I-1--! I! -! - I ---!
! 6h 175 C! 21.8! 338! 376! 11.4! Yes ! 24.5!
! + 30 mi n! ! ! ! ! ! !
1220 C! ! ! ! ! ! !
! ! ! I -! -! I!
! 6h 175 C! 69.3! 310! 349! 10.1! no ! 25.1!
! + 2h 220 C! ! ! ! ! ! !
II--! ! I -! - I - 1 ! 6h 175 C! 119.4! 288! 331! 10.1! no ! 25.8!
! + 30 min! ! ! ! ! ! !
1250 C! ! ! ! ! ! !
! _---! ! ~! ! I --- I
! 6h 175 C! 459.5! 241! 300! 10.2! no ! 26.7!
! + 2h 250 C! ! ! ! ! ; i ~! ! ~ - ~ -! f 6 p.m. to 185 C! 18.3! 349! 388! 11.1! Yes ! 24.3!
! -! -! -! - é -! -! -!
6 p.m. at 200 C! 59.2! 322! 353! 10.3! partial! 24.7!
! 8h at 220 C! 253.3! 272! 323! 9.5! no ! 25.8!
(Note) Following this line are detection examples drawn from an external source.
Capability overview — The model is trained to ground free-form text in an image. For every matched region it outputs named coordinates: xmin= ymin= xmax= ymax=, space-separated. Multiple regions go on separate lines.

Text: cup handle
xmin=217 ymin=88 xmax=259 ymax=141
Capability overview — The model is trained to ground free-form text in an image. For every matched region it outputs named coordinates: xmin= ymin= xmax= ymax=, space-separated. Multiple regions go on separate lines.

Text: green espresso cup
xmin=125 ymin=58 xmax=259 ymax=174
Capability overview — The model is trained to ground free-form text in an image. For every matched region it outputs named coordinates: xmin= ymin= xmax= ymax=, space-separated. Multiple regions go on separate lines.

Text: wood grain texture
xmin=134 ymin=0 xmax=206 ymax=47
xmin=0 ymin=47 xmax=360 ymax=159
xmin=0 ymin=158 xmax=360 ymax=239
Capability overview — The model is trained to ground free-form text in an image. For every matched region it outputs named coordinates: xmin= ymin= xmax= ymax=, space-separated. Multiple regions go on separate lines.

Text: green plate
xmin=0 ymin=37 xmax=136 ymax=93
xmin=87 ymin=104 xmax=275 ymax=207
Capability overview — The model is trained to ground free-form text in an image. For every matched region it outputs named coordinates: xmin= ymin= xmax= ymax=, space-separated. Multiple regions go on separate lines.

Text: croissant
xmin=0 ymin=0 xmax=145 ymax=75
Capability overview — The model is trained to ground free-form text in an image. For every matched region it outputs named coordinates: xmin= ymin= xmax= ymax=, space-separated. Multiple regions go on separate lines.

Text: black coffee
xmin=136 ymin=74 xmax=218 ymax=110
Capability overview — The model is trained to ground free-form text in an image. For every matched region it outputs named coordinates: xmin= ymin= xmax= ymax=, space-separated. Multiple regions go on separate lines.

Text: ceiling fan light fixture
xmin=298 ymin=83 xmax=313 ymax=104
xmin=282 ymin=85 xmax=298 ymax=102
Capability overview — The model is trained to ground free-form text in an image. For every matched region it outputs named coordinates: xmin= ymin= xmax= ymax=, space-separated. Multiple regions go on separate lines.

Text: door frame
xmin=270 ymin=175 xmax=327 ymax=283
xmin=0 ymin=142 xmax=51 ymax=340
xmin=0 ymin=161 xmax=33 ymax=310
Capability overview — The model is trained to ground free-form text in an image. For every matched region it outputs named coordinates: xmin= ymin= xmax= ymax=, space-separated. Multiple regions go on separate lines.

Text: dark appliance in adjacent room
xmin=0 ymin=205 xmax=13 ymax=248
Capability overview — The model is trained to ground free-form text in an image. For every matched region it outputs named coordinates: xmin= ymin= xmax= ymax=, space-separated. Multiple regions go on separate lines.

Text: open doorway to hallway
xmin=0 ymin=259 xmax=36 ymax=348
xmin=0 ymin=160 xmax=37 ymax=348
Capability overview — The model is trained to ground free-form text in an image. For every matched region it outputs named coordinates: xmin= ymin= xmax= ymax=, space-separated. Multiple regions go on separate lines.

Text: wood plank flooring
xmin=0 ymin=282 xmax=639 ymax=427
WO 96/12829 PCT / F1t95 / 01412

14 ITRAITEMENT I teq RO, 2 RM A ISENSIBILTE 1 ' THERMAL ~ (h) ~ (MPa) ~ (MPa) CI ~ MS / m ~
162h 220 C
! I- 1 - I ---- I - I --- f - I
4 p.m. 175 C ~ 119.4 ~ r 282 345 ~ 11 ~ no ~ 25.4 ~
l + 30 min 1 there 250'C 1 1 1 1 1 1 1 1 ~

Claims (11)

1) Manufacturing process of alloy products aluminum of the high-strength AlSiMgCu type with good corrosion resistance intercrystalline, comprising the following steps:
- casting of a composition plate or billet (in weight):
If: 0.7 - 1.3%
Mg: 0.6 - 1.1%
Cu: 0.5 - 1.1%
Min: 0.3 - 0.8%
Zr: < 0.20%
Fe: < 0.30 Zn: < 1%
Ag: < 1%
Cr: < 0.25%
others < 0.05 each and < 0.15 in total rest aluminum with Mg/Si < 1 - homogenization between 470 and 570°C
- hot and possibly cold working - dissolution between 540 and 570°C
- hardening - tempering comprising at least one stage at a temperature between 150 and 250°C, and preferably between 165 and 220°C, the total duration measured in time equivalent to 175°C being between 30 and 300h. 2) Process according to claim 1, characterized in that the Zn content is between 0.15 and 1%. 3) Process according to any one of claims 1 and 2, characterized in that the income comprises a level at a temperature between 150 and 250°C, and preferably between 165 and 220°C, and another stage at a temperature higher, between 170 and 270°C. 4) Process according to claim 3, characterized in that the duration equivalent to 175°C of tempering is between 30 and 120 hrs. 5) Process according to claim 4, characterized in that the duration equivalent to 175°C of tempering is between 70 and 120 hrs. 6) Process according to any one of claims 1 and 2, characterized in that the income comprises a single level and that its equivalent duration at 175°C is between 150 and 250 hours. 7) Rolled or extruded aluminum alloy product of the type High strength AlSiMgCu composition (by weight):
If: 0.7 - 1.3%
Mg: 0.6 - 1.1%
Cu: 0.5- 1.1%
Min: 0.3 - 0.8%
Zr: < 0.20%
Fe: < 0.30%
Zn: < 1%
Ag: < 1%
Cr: < 0.25%
others < 0.05% each and < 0.15% in total, in which Mg/Si < 1, desensitized to corrosion intercrystalline within the meaning of the MIL-H-6088 standard, and exhibiting in this desensitized state a conductivity greater by at least 0.5 MS/m than that measured in state T6. 8) Aircraft fuselage element made from products laminates or yarns produced by a process according to one any of claims 1 to 6. 9) Aircraft fuselage element made from products laminates or yarns according to claim 7. 10) Structural element of railway or road vehicle produced from rolled or extruded products by a method according to any one of the claims 1 to 6. 11) Structural element of railway or road vehicle made from products according to claim 7.